With NATO reaching a compromise to protect Turkey in the event of war with Iraq, the European Union sought to present its own united front. EU leaders gathered for an emergency summit in Brussels to try to avert a crisis in the ranks, with France and Germany staunchly opposing conflict in Iraq. Britain, Italy, and Spain were taking a tough line against Iraq. Meanwhile, Iraq's foreign minister complained that its neighbors were doing too little to prevent war after the Arab League failed to set a date for its own emergency summit.

As leftist demonstrators protested outside, Turkey's prime minister said parliament's already-delayed vote to OK US troop deployments likely will be postponed still further. The decision, urgently awaited in Washington, had been expected Tuesday. But passage has been complicated by lack of a specific aid package to compensate Turkey for any losses incurred from war with neighboring Iraq and by European reluctance to defend Turkey from possible Iraqi counterattack.

North Korea's government ratcheted up the rhetoric over its weapons program by claiming, "Victory in a nuclear conflict is ours." The saber-rattling came as the US and South Korea announced their annual joint war games will begin next month and as leader Kim Jong Il was treated to a national celebration of his 61st birthday.

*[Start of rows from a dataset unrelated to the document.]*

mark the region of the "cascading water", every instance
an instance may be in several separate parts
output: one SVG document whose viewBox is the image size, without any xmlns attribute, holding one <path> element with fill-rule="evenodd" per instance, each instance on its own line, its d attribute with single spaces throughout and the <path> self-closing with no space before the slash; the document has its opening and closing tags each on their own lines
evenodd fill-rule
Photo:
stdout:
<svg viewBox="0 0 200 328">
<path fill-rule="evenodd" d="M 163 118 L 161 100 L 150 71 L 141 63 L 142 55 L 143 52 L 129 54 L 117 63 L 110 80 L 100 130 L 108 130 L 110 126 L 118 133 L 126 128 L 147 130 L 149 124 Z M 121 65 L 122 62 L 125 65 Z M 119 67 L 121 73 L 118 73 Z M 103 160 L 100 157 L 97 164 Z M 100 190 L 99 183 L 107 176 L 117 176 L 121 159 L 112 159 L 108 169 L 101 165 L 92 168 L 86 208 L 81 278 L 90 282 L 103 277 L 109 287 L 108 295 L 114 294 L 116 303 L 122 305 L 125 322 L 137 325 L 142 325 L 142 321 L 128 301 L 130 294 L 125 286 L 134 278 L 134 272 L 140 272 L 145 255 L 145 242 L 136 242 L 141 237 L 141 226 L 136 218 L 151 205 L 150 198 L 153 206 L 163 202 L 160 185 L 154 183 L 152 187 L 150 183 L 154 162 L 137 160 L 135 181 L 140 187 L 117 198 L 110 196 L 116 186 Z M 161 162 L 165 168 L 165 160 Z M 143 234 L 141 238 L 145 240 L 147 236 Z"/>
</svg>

Reeling from a heavy new hit to its ranks, Hamas vowed "thunderous attacks" inside Israel in revenge. Six Hamas militants were killed when a remote-controlled glider on which they were working blew up. A Hamas spokesman accused Israel of booby-trapping it. Earlier, the chief of Hamas's military wing in Gaza died after an exchange of gunfire with Israeli troops. Both incidents followed the explosion of a landmine Saturday that killed a four-man Israeli tank crew, for which Hamas claimed responsibility.

New uncertainty clouded hopes for early reunification of Cyprus after the island's Greek community elected opposition leader Tassos Papadoupoulos as its president. The outcome of the vote was greeted with disappointment by Turkish Cypriot President Rauf Denktash, who'd openly preferred the reelection of Glafkos Clerides, with whom he has been negotiating possible reunification.